A large whoosh from a rocket disrupted a briefing in Sadr City for a small group of reporters, prompting correspondents and soldiers to duck. The news conference at the lone American Army and Iraqi combat outpost in Sadr City was given by Gen. Abud Qanbar Hashim, the Iraqi commander for Baghdad, and Maj. Gen. Jeffrey W. Hammond, who leads the American division charged with securing the capital, and began as bursts of gunfire rattled nearby streets.

Hammond seemed to dismiss the rocket as an errant discharge that was intended for the Green Zone.

In recent days, Maliki has issued a series of inconsistent statements in regards to militias and his willingness to take them on. The Iraqi General who was put in charge of the Sadr City operation attempted to assure Sadr's followers that the move was not aimed at any specific group, but at all militias. “The main thing is that arms should be in the hands of the state,” he said. “And we will never allow any armed group to carry arms as an alternative to the state to provide security to the citizens."

Americans have a different tactical objective...they want the rockets and mortars to stop falling on the Green Zone, and are pursuing them to their source. This has them occupying abandoned dwellings and buildings and living in pretty damned primitive conditions as they fend off counterattacks by a well-organized opponent with a command and control structure that is surprising in it's efficacy.
Sgt. Maj. Michael Boom of the First Squadron, Second Stryker Cavalry Regiment, said more than 1,000 American and Iraqi troops were operating in his sector. He said the recent fighting began March 25 when the Americans heard that Iraqi checkpoints were being overrun.

“My soldiers pushed out to help the Iraqi security forces re-establish the checkpoints. In some cases, we actually took over the checkpoints until they could get forces back there,” he said. “My companies have been taking direct fire every day.”

On March 28, the Americans moved to take control of the militia rocket sites to try to blunt the attacks on the Green Zone. The militias responded with a heavy counterattack the next day.

“They obviously wanted to retain that ground and maintain their ability to shoot rockets with impunity,” said Lt. Col. Dan Barnett, the squadron’s commander. “They have a command and control structure. They have a plan in place.”

The fighting spiked as Iraqi forces, backed up by American support, attempted to clear a neighborhood east of the outpost.
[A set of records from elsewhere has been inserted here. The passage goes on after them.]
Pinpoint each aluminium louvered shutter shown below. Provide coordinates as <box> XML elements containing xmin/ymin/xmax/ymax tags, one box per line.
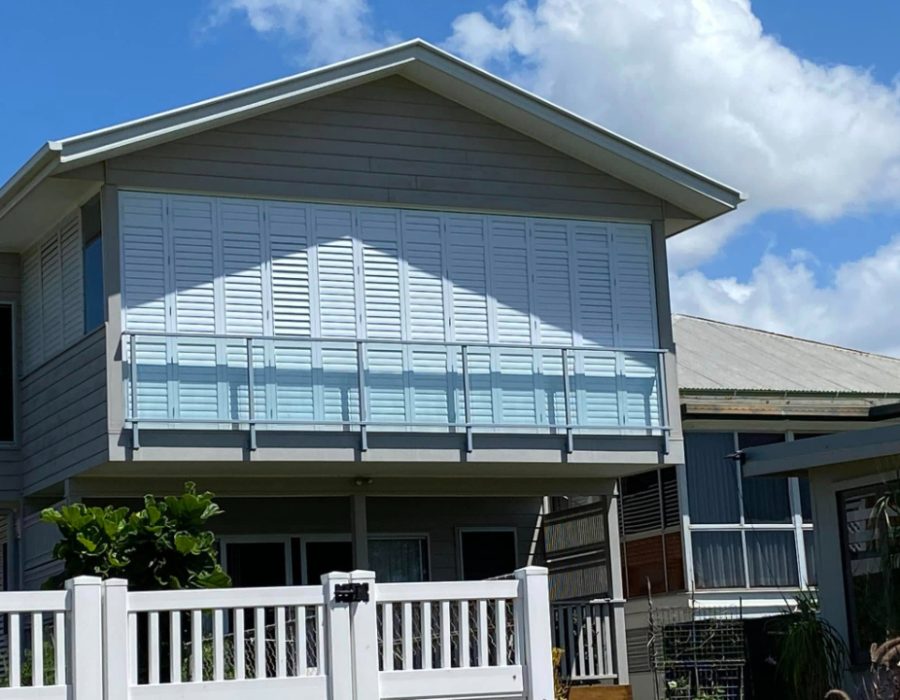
<box><xmin>120</xmin><ymin>192</ymin><xmax>170</xmax><ymax>419</ymax></box>
<box><xmin>611</xmin><ymin>225</ymin><xmax>659</xmax><ymax>427</ymax></box>
<box><xmin>220</xmin><ymin>199</ymin><xmax>266</xmax><ymax>420</ymax></box>
<box><xmin>401</xmin><ymin>211</ymin><xmax>451</xmax><ymax>425</ymax></box>
<box><xmin>572</xmin><ymin>223</ymin><xmax>618</xmax><ymax>426</ymax></box>
<box><xmin>445</xmin><ymin>214</ymin><xmax>492</xmax><ymax>424</ymax></box>
<box><xmin>358</xmin><ymin>208</ymin><xmax>406</xmax><ymax>425</ymax></box>
<box><xmin>39</xmin><ymin>235</ymin><xmax>63</xmax><ymax>361</ymax></box>
<box><xmin>313</xmin><ymin>206</ymin><xmax>359</xmax><ymax>424</ymax></box>
<box><xmin>488</xmin><ymin>216</ymin><xmax>537</xmax><ymax>425</ymax></box>
<box><xmin>170</xmin><ymin>196</ymin><xmax>219</xmax><ymax>420</ymax></box>
<box><xmin>21</xmin><ymin>246</ymin><xmax>42</xmax><ymax>374</ymax></box>
<box><xmin>59</xmin><ymin>214</ymin><xmax>84</xmax><ymax>346</ymax></box>
<box><xmin>268</xmin><ymin>202</ymin><xmax>315</xmax><ymax>422</ymax></box>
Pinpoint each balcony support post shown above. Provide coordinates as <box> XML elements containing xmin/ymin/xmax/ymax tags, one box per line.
<box><xmin>357</xmin><ymin>341</ymin><xmax>368</xmax><ymax>452</ymax></box>
<box><xmin>461</xmin><ymin>344</ymin><xmax>473</xmax><ymax>453</ymax></box>
<box><xmin>246</xmin><ymin>337</ymin><xmax>257</xmax><ymax>451</ymax></box>
<box><xmin>561</xmin><ymin>348</ymin><xmax>573</xmax><ymax>454</ymax></box>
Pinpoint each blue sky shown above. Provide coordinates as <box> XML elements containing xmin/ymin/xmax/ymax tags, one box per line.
<box><xmin>2</xmin><ymin>1</ymin><xmax>899</xmax><ymax>354</ymax></box>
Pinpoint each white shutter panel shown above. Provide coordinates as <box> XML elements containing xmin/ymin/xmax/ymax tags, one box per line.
<box><xmin>488</xmin><ymin>217</ymin><xmax>536</xmax><ymax>425</ymax></box>
<box><xmin>446</xmin><ymin>214</ymin><xmax>492</xmax><ymax>424</ymax></box>
<box><xmin>402</xmin><ymin>212</ymin><xmax>450</xmax><ymax>425</ymax></box>
<box><xmin>40</xmin><ymin>235</ymin><xmax>63</xmax><ymax>361</ymax></box>
<box><xmin>60</xmin><ymin>213</ymin><xmax>84</xmax><ymax>346</ymax></box>
<box><xmin>21</xmin><ymin>246</ymin><xmax>42</xmax><ymax>373</ymax></box>
<box><xmin>572</xmin><ymin>223</ymin><xmax>618</xmax><ymax>426</ymax></box>
<box><xmin>268</xmin><ymin>202</ymin><xmax>315</xmax><ymax>422</ymax></box>
<box><xmin>611</xmin><ymin>225</ymin><xmax>659</xmax><ymax>427</ymax></box>
<box><xmin>531</xmin><ymin>220</ymin><xmax>574</xmax><ymax>426</ymax></box>
<box><xmin>170</xmin><ymin>196</ymin><xmax>218</xmax><ymax>420</ymax></box>
<box><xmin>313</xmin><ymin>206</ymin><xmax>359</xmax><ymax>424</ymax></box>
<box><xmin>220</xmin><ymin>200</ymin><xmax>266</xmax><ymax>420</ymax></box>
<box><xmin>359</xmin><ymin>209</ymin><xmax>405</xmax><ymax>425</ymax></box>
<box><xmin>120</xmin><ymin>192</ymin><xmax>170</xmax><ymax>419</ymax></box>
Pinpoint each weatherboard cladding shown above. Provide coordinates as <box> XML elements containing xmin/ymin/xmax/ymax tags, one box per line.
<box><xmin>673</xmin><ymin>315</ymin><xmax>900</xmax><ymax>394</ymax></box>
<box><xmin>104</xmin><ymin>76</ymin><xmax>667</xmax><ymax>222</ymax></box>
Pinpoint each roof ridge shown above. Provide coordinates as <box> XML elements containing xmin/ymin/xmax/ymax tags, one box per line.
<box><xmin>673</xmin><ymin>314</ymin><xmax>900</xmax><ymax>363</ymax></box>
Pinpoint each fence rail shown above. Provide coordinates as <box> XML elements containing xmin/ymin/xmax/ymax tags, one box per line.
<box><xmin>122</xmin><ymin>332</ymin><xmax>669</xmax><ymax>452</ymax></box>
<box><xmin>0</xmin><ymin>568</ymin><xmax>555</xmax><ymax>700</ymax></box>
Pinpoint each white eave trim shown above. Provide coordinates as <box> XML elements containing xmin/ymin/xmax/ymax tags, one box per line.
<box><xmin>0</xmin><ymin>39</ymin><xmax>743</xmax><ymax>225</ymax></box>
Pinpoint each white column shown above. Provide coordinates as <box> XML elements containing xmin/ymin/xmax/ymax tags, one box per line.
<box><xmin>66</xmin><ymin>576</ymin><xmax>105</xmax><ymax>700</ymax></box>
<box><xmin>516</xmin><ymin>566</ymin><xmax>555</xmax><ymax>700</ymax></box>
<box><xmin>103</xmin><ymin>578</ymin><xmax>129</xmax><ymax>700</ymax></box>
<box><xmin>323</xmin><ymin>571</ymin><xmax>353</xmax><ymax>700</ymax></box>
<box><xmin>351</xmin><ymin>494</ymin><xmax>369</xmax><ymax>570</ymax></box>
<box><xmin>604</xmin><ymin>484</ymin><xmax>630</xmax><ymax>684</ymax></box>
<box><xmin>349</xmin><ymin>570</ymin><xmax>379</xmax><ymax>700</ymax></box>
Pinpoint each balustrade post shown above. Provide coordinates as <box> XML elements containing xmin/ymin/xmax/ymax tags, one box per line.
<box><xmin>102</xmin><ymin>578</ymin><xmax>129</xmax><ymax>700</ymax></box>
<box><xmin>515</xmin><ymin>567</ymin><xmax>554</xmax><ymax>700</ymax></box>
<box><xmin>349</xmin><ymin>570</ymin><xmax>379</xmax><ymax>700</ymax></box>
<box><xmin>67</xmin><ymin>576</ymin><xmax>105</xmax><ymax>700</ymax></box>
<box><xmin>129</xmin><ymin>334</ymin><xmax>139</xmax><ymax>450</ymax></box>
<box><xmin>356</xmin><ymin>341</ymin><xmax>368</xmax><ymax>452</ymax></box>
<box><xmin>246</xmin><ymin>337</ymin><xmax>257</xmax><ymax>451</ymax></box>
<box><xmin>323</xmin><ymin>572</ymin><xmax>353</xmax><ymax>700</ymax></box>
<box><xmin>461</xmin><ymin>345</ymin><xmax>473</xmax><ymax>452</ymax></box>
<box><xmin>561</xmin><ymin>348</ymin><xmax>573</xmax><ymax>453</ymax></box>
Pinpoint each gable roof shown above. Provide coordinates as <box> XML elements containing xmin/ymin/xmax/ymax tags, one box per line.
<box><xmin>673</xmin><ymin>314</ymin><xmax>900</xmax><ymax>394</ymax></box>
<box><xmin>0</xmin><ymin>39</ymin><xmax>742</xmax><ymax>245</ymax></box>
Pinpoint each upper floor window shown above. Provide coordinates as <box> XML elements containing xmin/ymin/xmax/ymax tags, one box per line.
<box><xmin>684</xmin><ymin>432</ymin><xmax>814</xmax><ymax>590</ymax></box>
<box><xmin>81</xmin><ymin>197</ymin><xmax>104</xmax><ymax>332</ymax></box>
<box><xmin>21</xmin><ymin>211</ymin><xmax>85</xmax><ymax>373</ymax></box>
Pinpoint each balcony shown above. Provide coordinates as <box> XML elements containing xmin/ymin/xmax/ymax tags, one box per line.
<box><xmin>123</xmin><ymin>333</ymin><xmax>669</xmax><ymax>452</ymax></box>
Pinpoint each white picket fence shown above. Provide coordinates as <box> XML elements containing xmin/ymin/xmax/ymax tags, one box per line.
<box><xmin>552</xmin><ymin>600</ymin><xmax>620</xmax><ymax>683</ymax></box>
<box><xmin>0</xmin><ymin>567</ymin><xmax>554</xmax><ymax>700</ymax></box>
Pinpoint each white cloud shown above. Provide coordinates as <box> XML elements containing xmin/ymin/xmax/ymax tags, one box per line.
<box><xmin>446</xmin><ymin>0</ymin><xmax>900</xmax><ymax>269</ymax></box>
<box><xmin>671</xmin><ymin>235</ymin><xmax>900</xmax><ymax>356</ymax></box>
<box><xmin>206</xmin><ymin>0</ymin><xmax>382</xmax><ymax>65</ymax></box>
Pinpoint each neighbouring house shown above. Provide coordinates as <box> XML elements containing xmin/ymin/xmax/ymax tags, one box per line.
<box><xmin>0</xmin><ymin>39</ymin><xmax>743</xmax><ymax>693</ymax></box>
<box><xmin>608</xmin><ymin>315</ymin><xmax>900</xmax><ymax>699</ymax></box>
<box><xmin>743</xmin><ymin>406</ymin><xmax>900</xmax><ymax>677</ymax></box>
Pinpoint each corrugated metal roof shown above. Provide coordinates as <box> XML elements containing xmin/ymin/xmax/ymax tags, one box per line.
<box><xmin>673</xmin><ymin>314</ymin><xmax>900</xmax><ymax>394</ymax></box>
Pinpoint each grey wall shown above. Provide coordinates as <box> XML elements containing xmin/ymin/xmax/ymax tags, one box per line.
<box><xmin>104</xmin><ymin>76</ymin><xmax>666</xmax><ymax>222</ymax></box>
<box><xmin>21</xmin><ymin>327</ymin><xmax>108</xmax><ymax>494</ymax></box>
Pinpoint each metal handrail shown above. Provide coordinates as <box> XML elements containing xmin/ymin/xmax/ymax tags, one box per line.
<box><xmin>122</xmin><ymin>331</ymin><xmax>670</xmax><ymax>453</ymax></box>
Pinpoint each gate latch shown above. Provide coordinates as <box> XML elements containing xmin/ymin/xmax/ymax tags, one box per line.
<box><xmin>334</xmin><ymin>582</ymin><xmax>370</xmax><ymax>603</ymax></box>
Maliki has spent the last week attempting to do damage control after failing to crush the militias in Basra as he had boasted his forces would. The stalemate left him weaker and Sadr stronger. So Maliki spent some of his remaining political capitol and got a decree from the Security COuncil - on which he has a seat - to push a demand that militias disband. The Security Council issued a fifteen point proclamation, one of the points being that all Iraqi's and especially sect leaders, “appreciate the role of the army in imposing security and order in Basra and the rest of the provinces.”
Mahmood Uthman, an independent member of Parliament who is part of the Kurdish Alliance, said he doubted that the Sadr group would go along. Mr. Sadr and his followers, he said, are likely to insist that any call for disarmament be applied to other political parties with militias, including the Islamic Supreme Council of Iraq, whose armed wing is the Badr militia.

Luway Smessem, the head of the Sadr party’s political committee, said that though the group agreed with much of the statement, party officials had “reservations” about some points, including the demands that militias disband and that Mr. Maliki’s Basra campaign be supported.

“The Mahdi Army is not a militia,” he said. “We don’t have masked fighters and everyone knows who we are and who our commanders are.”

The immediate future is tenuous and there is much at stake. And I am extremely nervous because I don't trust any one of the feckless, self-serving jackals that occupy positions of power.

Can it be January now? With enough congressional Democrats taking seats that no matter who wants to retain troops in Iraq, they won't have the funding? Please?